BERLIN taz ■ Es sollte was fürs Herz werden mit viel Stimmung, und ein bisschen frech und feierlich wollte man es auch machen. Jeder sollte sich angesprochen fühlen, niemand durfte am Rande stehen. Und deswegen wurden sie alle auf die Bühne geholt. Der Müllmann, die Verkäuferin, der Bankangestellte, die Journalistin, der Drucker. Ihren großen Auftritt hatten sie am Montagnachmittag im Berliner Internationalen Congress Centrum. Symbolisch jedenfalls.

Auf der großen Bühne standen beim Ver.di-Gründungskongress keine Müllmänner und Krankenschwestern. Sie ließen sich von ausgebildeten Balletttänzern doubeln.

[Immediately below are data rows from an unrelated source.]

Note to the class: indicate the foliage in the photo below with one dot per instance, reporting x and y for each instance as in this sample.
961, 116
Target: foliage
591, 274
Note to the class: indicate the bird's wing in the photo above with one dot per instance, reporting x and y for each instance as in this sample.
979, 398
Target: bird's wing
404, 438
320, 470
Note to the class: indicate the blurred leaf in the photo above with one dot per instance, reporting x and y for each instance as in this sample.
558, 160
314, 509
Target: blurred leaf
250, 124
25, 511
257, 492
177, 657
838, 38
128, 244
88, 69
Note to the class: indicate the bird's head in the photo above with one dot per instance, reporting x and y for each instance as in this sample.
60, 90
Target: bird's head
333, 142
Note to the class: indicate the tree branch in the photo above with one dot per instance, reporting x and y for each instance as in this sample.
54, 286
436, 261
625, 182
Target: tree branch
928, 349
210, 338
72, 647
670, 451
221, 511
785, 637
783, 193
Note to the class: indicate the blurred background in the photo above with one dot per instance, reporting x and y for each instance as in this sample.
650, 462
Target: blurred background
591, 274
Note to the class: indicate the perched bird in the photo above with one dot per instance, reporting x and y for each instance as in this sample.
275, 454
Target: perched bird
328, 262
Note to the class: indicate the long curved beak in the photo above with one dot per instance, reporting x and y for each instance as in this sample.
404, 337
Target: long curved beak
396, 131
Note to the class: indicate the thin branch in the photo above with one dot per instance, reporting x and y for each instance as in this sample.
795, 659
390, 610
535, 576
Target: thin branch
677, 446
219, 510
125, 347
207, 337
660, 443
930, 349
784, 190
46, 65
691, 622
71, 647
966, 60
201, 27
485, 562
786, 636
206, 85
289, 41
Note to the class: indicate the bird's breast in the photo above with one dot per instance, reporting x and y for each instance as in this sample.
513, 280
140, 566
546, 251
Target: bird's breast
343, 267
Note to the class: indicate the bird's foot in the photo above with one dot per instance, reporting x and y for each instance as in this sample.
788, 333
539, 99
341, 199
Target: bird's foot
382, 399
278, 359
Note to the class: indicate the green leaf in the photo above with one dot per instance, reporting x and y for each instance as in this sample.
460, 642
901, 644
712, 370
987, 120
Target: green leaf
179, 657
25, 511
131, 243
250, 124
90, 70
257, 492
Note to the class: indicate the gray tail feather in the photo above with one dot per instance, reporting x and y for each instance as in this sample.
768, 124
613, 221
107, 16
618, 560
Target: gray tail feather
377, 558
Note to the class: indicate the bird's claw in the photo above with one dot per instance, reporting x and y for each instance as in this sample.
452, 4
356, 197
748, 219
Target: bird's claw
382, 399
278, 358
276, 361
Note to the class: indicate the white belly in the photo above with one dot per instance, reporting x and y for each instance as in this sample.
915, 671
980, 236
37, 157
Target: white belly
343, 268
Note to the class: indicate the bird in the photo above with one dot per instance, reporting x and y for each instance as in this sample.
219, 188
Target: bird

Vielleicht weil die besser Rad schlagen können als ein von Rheuma geplagter Straßenfeger. Und so kam das Neue in die Welt: im fein genähten Blaumann und Office-Kostüm, im Muskelshirt und mit Pomade im Haar. Junge Menschen unter 30 verrenkten sich und hoben einander in Balettmanier auf die Schulter. Mit einer Tanzshow der Musicalklasse sollte es den 1.009 Delegierten leicht gemacht werden, Abschied zu nehmen von alten Gewerkschaftsbräuchen. IG Medien, HBV, DAG, DPG und ÖTV heißen seit Montag offiziell Ver.di.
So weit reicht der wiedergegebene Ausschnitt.